ITMO University is also exploring other technologies used to create exoskeletons and active prostheses. In particular, scientists from ITMO Universityinvestigate the possibilities of controlling such devices based on information on bioelectric potentials that arise in skeletal muscles upon excitation. Such information is obtained using electromyography, and signal analysis allows you to determine the movement planned by a person to actuate an exoskeleton or prosthesis. Therefore, the main thing is to correctly decipher the signal received from the muscles (to solve this problem, researchers use neural networks, which allows them to determine the type of movement with an accuracy of 94%).

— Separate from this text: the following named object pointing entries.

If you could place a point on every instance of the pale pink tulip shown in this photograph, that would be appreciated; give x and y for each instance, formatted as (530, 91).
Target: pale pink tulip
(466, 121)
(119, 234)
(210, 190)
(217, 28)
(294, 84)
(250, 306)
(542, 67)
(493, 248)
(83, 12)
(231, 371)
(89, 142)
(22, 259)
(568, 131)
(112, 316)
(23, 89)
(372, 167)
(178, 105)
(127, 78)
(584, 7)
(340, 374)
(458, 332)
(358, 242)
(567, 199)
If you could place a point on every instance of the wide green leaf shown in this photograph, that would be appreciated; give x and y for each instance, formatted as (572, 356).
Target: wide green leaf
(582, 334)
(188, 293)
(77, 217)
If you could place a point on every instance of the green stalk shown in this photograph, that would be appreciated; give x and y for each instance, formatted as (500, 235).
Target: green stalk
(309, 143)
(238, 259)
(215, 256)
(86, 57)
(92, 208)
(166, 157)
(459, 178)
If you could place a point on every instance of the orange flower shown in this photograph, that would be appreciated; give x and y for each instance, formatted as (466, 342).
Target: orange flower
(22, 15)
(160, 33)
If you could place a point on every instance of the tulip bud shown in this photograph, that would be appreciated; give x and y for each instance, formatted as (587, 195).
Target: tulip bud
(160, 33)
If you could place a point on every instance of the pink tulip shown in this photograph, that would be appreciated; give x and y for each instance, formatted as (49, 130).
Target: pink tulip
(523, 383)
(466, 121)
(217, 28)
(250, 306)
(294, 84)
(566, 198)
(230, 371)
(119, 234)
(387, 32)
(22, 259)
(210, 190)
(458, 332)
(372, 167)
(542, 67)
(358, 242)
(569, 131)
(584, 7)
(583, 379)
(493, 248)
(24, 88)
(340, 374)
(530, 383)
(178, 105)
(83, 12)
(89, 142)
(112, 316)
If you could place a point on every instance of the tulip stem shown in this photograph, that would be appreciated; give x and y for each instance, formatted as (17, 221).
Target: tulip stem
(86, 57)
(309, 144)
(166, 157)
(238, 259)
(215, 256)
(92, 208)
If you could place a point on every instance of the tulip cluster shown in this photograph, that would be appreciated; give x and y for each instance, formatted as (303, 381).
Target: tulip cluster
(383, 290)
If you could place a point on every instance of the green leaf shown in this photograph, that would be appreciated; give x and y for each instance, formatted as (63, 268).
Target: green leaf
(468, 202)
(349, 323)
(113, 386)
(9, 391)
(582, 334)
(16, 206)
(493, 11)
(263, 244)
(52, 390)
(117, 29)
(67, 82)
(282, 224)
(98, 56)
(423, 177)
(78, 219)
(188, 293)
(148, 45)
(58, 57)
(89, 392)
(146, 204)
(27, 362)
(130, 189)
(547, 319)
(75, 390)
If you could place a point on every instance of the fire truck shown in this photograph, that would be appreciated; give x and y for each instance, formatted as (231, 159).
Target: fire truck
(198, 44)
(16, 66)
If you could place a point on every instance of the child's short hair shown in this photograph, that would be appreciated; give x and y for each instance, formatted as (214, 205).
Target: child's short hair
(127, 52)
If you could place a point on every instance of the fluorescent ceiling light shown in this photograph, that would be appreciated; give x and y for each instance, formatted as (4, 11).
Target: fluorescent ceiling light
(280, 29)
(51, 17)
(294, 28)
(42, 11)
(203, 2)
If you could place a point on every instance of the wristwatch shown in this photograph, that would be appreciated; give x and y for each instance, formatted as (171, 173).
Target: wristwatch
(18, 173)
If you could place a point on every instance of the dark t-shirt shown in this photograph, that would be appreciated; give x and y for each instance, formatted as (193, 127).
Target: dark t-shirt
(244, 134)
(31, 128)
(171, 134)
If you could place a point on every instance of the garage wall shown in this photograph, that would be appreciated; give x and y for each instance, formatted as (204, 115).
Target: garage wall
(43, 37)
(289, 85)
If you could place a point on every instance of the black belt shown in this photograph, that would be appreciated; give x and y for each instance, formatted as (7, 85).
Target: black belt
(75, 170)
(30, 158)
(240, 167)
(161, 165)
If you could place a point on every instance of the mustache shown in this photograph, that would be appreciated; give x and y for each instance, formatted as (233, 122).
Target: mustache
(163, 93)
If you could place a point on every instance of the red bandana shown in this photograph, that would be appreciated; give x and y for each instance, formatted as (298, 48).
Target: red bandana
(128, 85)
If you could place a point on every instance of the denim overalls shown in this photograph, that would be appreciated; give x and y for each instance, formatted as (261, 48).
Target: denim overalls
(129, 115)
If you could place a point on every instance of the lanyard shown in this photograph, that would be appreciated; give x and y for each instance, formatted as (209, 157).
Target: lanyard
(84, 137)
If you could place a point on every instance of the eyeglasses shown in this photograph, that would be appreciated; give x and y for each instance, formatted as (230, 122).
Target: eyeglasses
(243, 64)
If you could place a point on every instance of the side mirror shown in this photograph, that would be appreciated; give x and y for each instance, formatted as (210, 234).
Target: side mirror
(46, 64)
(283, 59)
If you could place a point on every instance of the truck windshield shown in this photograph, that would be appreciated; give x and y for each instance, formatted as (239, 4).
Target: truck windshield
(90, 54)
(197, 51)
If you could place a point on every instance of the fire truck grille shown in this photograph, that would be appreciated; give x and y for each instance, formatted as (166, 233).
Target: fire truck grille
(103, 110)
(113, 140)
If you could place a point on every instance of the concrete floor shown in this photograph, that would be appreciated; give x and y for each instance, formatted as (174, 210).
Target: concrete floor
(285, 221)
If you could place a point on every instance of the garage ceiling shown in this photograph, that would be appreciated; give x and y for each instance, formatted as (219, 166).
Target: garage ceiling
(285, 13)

Another studyformed the basis for the development of a multifunctional active hand prosthesis. The actuator of such a prosthesis contains 9 force sensors and an EEG signal recorder, the electrodes of which are connected to the operator’s head. The brush is controlled by processing the electroencephalograph signals, and the hand simulator allows you to take readings from the biosignal amplifier and visualize them. Thanks to this technology, it is possible to accurately determine the individual parameters of the hand and increase the accuracy of control.
The development of prosthetics technology helps not only extend the period of active life in people. Yuri Baulin, Leading Engineer, Institute of Evolutionary Physiology and Biochemistry Sechenov, natural science faculty of the University ITMO employee confidentthat modern technologies, including bionic prostheses, will be able to increase the lifetime itself up to 150-200 years. Of course, this will not happen soon, but humanity must continue to develop and defeat the disease.